Reader Bryan called my attention to Science magazine’s contest in which readers can vote for the scientific breakthroughs of the year. As the site says (click on screenshot below):
It’s that time of the year again: Science’s reporters and editors are homing in on the Breakthrough of the Year, our choice of the most significant scientific discovery, development, or trend in 2018. That selection, along with nine runners-up, will be announced when the last issue of the year goes online on 20 December.
It’s pretty clear that the contest is about scientific breakthroughs. But one of them is not like the others:
Why is #MeToo in there? Science explains:
The #MeToo movement made significant gains in science. Several institutions upheld long-standing allegations against prominent scientists accused of sexual harassment, discrimination, or bullying, and a U.S. National Academies of Sciences, Engineering, and Medicine report called for systemic changes to prevent such abuse.
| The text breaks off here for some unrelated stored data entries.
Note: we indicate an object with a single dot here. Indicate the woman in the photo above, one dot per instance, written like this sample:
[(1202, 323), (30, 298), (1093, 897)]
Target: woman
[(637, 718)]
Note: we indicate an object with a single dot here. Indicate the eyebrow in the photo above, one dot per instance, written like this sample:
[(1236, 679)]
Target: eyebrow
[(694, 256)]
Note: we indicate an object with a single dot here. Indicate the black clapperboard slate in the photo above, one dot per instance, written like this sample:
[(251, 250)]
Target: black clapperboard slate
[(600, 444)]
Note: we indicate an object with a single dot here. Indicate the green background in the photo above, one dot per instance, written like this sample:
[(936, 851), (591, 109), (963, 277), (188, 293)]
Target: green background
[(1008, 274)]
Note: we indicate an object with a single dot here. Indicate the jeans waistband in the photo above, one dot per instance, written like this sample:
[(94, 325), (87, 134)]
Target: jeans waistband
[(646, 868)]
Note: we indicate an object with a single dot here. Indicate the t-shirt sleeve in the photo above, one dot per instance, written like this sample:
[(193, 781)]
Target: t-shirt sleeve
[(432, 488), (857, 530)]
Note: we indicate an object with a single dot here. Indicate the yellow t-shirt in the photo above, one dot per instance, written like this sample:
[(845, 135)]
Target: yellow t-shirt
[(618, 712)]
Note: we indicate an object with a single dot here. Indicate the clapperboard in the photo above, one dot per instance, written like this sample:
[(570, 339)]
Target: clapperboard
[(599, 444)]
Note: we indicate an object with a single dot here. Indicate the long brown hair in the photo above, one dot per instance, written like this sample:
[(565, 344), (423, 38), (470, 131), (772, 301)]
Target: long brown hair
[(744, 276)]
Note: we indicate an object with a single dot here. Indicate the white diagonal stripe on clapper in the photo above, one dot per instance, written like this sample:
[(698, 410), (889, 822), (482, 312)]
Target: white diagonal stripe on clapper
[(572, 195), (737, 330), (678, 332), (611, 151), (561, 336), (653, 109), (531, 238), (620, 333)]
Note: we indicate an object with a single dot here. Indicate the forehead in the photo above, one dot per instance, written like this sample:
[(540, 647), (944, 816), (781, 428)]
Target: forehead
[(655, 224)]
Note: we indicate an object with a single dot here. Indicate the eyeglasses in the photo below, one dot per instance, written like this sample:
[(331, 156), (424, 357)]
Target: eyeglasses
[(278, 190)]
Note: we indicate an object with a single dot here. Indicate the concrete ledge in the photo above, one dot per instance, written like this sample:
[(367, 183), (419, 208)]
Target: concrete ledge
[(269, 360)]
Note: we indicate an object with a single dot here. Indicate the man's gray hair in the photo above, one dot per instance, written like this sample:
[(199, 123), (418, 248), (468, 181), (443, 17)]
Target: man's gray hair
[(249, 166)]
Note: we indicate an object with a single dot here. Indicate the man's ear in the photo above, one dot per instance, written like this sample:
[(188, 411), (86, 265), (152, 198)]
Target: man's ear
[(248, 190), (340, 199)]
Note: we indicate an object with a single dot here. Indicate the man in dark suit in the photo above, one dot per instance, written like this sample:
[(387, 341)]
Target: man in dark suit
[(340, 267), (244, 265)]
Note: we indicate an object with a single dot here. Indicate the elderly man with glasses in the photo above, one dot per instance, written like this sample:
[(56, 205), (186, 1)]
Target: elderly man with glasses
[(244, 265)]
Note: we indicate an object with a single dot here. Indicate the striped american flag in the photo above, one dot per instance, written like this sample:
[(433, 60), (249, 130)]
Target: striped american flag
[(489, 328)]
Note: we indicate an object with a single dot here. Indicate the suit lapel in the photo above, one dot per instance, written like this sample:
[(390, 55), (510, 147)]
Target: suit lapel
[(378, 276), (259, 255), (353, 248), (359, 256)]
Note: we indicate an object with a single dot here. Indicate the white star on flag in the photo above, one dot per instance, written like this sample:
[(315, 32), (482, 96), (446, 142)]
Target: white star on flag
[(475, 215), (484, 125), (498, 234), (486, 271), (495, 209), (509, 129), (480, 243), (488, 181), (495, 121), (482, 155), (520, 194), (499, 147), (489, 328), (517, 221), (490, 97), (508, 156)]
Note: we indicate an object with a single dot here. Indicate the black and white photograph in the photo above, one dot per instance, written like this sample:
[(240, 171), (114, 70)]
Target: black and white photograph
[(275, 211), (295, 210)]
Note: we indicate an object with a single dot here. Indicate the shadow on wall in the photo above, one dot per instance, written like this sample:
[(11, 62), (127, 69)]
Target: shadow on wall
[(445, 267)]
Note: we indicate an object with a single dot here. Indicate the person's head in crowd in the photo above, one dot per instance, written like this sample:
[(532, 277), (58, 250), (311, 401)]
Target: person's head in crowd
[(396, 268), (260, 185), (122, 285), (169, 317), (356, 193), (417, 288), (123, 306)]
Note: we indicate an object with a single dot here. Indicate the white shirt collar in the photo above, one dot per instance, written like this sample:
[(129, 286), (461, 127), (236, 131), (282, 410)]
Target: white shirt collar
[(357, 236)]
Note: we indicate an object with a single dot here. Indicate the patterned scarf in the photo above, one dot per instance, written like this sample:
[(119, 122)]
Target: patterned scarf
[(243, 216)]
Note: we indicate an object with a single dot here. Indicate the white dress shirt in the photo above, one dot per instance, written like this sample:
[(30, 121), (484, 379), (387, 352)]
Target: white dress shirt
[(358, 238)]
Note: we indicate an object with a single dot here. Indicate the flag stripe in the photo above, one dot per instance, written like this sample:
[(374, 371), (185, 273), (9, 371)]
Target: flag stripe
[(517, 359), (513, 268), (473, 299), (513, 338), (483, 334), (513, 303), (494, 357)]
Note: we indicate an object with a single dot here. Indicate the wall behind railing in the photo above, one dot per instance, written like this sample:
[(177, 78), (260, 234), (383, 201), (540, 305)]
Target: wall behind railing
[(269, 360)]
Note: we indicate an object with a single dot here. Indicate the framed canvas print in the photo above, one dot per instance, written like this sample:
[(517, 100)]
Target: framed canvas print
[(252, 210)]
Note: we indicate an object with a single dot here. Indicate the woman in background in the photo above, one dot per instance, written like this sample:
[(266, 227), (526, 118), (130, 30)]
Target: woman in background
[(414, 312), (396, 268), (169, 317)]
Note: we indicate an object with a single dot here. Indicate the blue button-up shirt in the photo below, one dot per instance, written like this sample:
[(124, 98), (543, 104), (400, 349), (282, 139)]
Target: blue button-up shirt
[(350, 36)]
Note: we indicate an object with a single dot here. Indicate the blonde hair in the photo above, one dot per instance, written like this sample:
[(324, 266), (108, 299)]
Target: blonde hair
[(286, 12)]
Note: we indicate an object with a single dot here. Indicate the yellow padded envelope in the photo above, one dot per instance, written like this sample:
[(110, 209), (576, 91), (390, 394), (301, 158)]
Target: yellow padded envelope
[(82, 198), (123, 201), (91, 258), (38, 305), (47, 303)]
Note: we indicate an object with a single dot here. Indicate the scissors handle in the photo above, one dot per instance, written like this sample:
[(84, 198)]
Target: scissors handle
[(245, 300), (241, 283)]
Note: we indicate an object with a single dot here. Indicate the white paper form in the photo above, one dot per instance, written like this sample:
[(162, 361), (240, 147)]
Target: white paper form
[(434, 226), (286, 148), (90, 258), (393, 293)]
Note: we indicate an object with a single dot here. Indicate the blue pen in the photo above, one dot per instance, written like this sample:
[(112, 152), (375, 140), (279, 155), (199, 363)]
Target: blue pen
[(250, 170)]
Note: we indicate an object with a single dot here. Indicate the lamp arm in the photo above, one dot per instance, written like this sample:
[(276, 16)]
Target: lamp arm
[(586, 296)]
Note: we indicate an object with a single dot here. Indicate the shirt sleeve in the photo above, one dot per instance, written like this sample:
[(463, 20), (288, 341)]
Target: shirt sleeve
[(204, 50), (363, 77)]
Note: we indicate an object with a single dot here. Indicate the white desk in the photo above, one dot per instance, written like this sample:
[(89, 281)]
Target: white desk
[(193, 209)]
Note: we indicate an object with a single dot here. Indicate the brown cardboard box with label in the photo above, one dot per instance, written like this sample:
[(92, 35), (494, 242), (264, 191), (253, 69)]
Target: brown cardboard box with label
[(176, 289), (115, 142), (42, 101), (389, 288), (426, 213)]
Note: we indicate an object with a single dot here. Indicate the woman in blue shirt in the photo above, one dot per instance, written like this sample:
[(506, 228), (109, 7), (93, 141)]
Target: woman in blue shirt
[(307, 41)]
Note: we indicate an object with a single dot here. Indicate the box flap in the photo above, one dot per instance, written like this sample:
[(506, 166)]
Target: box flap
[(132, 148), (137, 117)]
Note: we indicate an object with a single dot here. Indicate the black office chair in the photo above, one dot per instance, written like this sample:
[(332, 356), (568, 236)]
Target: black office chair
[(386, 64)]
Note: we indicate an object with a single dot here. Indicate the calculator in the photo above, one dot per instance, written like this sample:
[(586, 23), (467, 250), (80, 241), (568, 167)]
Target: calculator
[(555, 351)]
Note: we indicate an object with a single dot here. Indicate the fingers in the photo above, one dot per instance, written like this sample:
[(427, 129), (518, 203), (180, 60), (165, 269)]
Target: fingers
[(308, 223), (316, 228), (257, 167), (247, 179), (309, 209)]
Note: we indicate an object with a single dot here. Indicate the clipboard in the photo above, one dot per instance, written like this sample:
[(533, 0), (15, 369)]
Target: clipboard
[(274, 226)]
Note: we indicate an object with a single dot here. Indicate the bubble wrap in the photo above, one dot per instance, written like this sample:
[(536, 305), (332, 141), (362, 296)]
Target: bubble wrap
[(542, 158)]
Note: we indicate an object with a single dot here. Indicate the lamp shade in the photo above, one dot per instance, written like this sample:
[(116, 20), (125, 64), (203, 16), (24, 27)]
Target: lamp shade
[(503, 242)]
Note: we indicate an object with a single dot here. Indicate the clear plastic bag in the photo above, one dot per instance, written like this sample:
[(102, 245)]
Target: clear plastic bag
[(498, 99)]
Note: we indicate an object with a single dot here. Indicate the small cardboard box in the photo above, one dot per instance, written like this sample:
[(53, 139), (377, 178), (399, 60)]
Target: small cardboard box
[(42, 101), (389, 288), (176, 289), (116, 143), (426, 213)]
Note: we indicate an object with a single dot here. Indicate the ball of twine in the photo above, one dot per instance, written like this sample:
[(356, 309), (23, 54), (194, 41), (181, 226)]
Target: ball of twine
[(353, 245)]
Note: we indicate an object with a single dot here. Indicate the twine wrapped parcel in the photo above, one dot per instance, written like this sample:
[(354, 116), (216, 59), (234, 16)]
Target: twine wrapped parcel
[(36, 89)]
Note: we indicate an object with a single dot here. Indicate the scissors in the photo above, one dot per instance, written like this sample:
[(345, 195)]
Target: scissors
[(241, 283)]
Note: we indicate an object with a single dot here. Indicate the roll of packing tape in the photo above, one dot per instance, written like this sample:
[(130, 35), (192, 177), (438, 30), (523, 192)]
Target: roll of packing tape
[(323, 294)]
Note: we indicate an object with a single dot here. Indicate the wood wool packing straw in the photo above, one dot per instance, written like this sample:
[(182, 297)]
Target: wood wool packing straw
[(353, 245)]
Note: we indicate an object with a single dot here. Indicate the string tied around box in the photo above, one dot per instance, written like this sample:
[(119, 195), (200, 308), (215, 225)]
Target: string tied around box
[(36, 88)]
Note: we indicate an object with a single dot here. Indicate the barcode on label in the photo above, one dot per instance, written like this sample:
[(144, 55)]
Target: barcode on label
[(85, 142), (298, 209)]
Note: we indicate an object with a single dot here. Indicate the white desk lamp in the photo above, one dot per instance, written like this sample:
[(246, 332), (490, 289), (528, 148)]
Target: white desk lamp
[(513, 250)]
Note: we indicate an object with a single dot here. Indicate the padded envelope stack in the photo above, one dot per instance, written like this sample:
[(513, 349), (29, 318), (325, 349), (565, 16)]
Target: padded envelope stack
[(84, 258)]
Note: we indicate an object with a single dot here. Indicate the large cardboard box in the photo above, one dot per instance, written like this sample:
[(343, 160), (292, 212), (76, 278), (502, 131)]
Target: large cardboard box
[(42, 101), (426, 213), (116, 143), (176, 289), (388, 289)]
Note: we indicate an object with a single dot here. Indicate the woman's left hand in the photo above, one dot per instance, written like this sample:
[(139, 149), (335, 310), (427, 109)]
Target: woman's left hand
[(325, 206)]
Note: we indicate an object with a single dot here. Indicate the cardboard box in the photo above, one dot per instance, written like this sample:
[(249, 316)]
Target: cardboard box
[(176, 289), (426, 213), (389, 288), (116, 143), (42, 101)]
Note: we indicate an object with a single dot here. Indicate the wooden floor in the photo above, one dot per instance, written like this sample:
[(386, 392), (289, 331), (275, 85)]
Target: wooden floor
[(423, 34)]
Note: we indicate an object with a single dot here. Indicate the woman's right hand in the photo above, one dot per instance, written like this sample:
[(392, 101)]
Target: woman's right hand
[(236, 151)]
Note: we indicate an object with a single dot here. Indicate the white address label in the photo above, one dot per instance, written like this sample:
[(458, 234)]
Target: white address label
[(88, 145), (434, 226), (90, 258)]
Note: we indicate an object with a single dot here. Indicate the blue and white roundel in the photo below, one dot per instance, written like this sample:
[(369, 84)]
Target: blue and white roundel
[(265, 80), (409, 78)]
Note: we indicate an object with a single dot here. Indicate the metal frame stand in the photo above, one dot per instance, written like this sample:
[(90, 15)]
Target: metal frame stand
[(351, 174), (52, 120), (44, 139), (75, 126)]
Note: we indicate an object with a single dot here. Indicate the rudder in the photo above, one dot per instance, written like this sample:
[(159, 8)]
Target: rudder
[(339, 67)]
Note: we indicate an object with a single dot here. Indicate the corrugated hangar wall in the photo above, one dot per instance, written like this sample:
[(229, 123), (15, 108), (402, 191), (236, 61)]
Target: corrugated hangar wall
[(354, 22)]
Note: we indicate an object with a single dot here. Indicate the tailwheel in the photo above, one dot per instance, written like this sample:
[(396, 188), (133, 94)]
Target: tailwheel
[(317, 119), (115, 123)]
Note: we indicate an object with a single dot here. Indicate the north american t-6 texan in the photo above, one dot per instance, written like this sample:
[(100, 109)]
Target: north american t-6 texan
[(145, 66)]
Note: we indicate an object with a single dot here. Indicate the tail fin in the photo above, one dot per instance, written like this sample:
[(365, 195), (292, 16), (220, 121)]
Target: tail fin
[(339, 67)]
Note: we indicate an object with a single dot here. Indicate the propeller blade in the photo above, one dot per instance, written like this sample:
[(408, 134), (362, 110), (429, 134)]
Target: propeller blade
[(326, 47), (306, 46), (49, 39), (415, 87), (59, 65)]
This is a social breakthrough, not a scientific one, even if #MeToo had the effect described. Of course I applaud the recent trend to call out and weed out sexual harassment and abuse in science, as well as statements by scientific societies and universities that this behavior won’t be tolerated. But finding something out that’s true about the universe is not in the same class as purging bigotry and sexism from science. The first includes matters of fact, the second matters of morality. Once more (Nature did it recently), a scientific journal conflates ideology—though it’s one I agree with—with factuality.
At any rate, you can vote at the site for whatever breakthroughs you consider the most important, though I think people will tend to vote for things in their favorite area.